The surviving sisters of André sent a silver cup to Mr. Demorest, with a suitable inscription; also an inkstand to the British consul.

Two monuments have been erected at different times on the spot where André was executed, each with the sole purpose of commemorating this very important event in our national history, and to mark the exact locality of its occurrence. One of these monuments was set up by James Lee,[58] a public-spirited New York merchant, nearly forty years ago. It consisted of a small bowlder, upon the upper surface of which were cut the words, "André was executed October 2, 1780." It was on the right side of a lane which ran from the highway from Tappaan village to old Tappaan, on the westerly side of a large peach-orchard, and about a mile from Washington's headquarters. I visited the spot in 1849, and made a drawing of this simple memorial-stone for my "Pictorial Field Book of the Revolution." In a foot-note of that work (vol. i, p. 772) I said, "A more elegant and durable monument should be erected on the spot."

Bowlder-Monument.

A "more elegant and durable monument" was placed on the same spot a few years ago by another public-spirited New York merchant, Mr. Cyrus W. Field, and bears an inscription written by the late Rev. Arthur Penrhyn Stanley, the Dean of Westminster. When that eminent divine and earnest friend of our country and admirer of our free institutions was about to visit the United States in 1878, he made a list of the objects and localities which he desired to see while here. Among these was the place of André's execution.

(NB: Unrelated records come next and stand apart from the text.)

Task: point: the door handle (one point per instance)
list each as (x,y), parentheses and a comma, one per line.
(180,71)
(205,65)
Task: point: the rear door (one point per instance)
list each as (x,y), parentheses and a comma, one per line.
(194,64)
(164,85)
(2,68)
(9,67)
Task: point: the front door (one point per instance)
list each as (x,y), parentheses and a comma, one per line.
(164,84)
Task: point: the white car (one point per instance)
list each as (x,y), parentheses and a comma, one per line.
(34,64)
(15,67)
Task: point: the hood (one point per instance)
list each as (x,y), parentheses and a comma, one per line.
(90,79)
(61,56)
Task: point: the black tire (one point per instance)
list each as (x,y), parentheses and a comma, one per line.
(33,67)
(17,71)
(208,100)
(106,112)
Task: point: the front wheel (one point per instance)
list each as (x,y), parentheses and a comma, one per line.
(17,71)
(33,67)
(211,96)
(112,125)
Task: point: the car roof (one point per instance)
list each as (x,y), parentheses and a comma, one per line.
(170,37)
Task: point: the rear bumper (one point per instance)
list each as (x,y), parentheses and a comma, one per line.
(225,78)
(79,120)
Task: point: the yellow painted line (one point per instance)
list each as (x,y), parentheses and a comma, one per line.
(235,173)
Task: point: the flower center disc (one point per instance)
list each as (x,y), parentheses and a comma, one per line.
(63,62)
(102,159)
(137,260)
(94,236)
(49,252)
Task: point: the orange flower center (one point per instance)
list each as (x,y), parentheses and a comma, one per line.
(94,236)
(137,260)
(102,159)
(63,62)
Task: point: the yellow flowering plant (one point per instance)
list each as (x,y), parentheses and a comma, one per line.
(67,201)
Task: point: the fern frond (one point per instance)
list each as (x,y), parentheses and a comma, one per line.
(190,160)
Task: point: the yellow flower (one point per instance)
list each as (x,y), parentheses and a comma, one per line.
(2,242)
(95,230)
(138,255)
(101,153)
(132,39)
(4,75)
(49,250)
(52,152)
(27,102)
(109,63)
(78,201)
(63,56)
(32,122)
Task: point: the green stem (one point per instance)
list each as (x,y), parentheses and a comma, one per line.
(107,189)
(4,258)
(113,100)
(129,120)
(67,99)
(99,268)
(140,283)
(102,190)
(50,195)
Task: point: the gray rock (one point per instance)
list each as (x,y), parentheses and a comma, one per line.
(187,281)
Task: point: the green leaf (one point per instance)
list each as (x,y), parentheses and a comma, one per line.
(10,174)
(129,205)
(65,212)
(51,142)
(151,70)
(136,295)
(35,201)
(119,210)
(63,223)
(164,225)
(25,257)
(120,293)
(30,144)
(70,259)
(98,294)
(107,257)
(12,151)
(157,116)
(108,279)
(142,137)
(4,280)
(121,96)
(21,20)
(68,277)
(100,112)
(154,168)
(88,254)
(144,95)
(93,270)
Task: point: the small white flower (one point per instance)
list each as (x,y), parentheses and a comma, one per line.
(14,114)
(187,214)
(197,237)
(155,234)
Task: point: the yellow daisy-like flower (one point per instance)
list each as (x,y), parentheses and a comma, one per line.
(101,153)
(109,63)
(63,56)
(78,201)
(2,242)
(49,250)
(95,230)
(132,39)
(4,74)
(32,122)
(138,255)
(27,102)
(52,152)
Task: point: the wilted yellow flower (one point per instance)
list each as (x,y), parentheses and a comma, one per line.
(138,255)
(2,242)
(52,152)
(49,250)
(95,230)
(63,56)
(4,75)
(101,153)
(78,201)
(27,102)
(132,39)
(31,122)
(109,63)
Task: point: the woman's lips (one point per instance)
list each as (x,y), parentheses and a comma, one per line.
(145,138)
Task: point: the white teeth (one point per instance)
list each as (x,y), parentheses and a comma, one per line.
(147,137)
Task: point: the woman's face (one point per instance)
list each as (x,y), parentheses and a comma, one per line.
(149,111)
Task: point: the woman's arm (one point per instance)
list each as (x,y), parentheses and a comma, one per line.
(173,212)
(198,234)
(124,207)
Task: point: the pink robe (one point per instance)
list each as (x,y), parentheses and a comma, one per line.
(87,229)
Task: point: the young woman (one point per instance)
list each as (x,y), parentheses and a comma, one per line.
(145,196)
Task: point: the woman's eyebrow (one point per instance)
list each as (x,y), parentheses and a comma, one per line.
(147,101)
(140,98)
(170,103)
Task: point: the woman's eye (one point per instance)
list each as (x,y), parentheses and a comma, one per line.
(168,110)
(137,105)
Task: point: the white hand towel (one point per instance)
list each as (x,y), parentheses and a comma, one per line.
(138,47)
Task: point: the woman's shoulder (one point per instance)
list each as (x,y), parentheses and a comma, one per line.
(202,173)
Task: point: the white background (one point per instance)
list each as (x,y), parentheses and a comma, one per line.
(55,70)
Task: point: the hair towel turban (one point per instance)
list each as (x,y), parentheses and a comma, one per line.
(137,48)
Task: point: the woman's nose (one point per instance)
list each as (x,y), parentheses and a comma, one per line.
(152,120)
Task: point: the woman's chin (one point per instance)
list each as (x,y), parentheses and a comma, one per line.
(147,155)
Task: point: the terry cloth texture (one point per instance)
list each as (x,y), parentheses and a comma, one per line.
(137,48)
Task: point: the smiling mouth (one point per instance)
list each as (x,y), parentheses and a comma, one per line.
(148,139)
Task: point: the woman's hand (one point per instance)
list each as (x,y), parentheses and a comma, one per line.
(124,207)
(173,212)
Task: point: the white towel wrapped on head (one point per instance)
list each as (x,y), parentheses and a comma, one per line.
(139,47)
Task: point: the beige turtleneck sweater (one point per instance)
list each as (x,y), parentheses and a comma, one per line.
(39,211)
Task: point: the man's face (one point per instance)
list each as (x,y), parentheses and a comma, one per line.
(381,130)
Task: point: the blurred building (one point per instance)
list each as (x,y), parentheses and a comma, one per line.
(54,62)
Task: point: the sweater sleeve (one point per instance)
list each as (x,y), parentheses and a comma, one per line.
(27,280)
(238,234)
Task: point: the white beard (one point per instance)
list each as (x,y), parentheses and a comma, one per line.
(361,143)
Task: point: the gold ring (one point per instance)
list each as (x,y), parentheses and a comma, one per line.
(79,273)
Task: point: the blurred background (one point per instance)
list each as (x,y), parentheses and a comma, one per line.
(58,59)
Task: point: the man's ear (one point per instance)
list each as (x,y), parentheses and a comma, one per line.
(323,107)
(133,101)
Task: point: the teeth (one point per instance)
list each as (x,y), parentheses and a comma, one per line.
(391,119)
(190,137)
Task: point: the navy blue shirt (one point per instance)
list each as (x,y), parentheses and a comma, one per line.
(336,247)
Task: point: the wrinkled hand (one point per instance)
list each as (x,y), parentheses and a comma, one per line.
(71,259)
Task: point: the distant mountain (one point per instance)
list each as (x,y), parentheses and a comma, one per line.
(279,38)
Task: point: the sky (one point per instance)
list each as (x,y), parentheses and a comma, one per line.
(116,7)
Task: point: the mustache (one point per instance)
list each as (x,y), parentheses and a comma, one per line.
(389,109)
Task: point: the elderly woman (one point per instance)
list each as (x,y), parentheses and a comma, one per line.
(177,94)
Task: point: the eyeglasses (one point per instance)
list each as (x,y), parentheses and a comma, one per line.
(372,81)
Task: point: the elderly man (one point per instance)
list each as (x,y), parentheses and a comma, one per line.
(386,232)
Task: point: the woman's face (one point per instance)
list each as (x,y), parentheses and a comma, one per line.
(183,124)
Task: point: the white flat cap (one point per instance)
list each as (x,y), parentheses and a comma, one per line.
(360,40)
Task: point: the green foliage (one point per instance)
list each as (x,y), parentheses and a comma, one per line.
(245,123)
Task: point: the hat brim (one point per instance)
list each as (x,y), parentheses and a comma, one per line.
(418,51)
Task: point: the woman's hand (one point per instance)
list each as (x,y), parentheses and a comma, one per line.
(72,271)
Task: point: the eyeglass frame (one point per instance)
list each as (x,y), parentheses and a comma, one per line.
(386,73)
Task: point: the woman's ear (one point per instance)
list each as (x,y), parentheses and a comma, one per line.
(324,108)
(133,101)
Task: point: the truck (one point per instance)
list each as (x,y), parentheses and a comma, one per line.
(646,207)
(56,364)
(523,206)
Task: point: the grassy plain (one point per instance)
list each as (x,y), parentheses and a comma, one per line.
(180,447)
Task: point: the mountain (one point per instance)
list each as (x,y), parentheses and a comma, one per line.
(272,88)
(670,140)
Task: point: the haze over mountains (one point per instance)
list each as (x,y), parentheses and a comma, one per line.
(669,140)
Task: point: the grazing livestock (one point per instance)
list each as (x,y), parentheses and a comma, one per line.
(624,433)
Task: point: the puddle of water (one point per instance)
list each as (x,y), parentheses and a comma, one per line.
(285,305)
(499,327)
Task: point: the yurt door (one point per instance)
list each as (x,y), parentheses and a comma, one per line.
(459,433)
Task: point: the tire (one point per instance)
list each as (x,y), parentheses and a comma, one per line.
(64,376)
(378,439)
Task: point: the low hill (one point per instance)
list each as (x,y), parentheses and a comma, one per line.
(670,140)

While Dean Stanley was visiting Mr. Field at his country residence on the eastern bank of the Hudson, nearly opposite Tappaan, he with his two traveling companions and their host crossed the river, and, with one or two citizens of Tappaan, visited places of historic interest in the vicinity. They found that nothing marked the place of André's execution, and that it had even been a subject of controversy. The bowlder-monument had been removed several years before. The dean expressed his surprise and regret that no object indicated the locality of such an important historical event, when Mr. Field said he would erect a memorial-stone there at his own expense upon certain conditions. A few days afterward (October, 1878) he wrote to a citizen of Tappaan:

"I am perfectly willing to erect a monument on 'André Hill' [so named by the people in commemoration of the event which occurred there], and the dean will write an inscription, if the people who own the land will make a grant of about twenty square feet for the purpose."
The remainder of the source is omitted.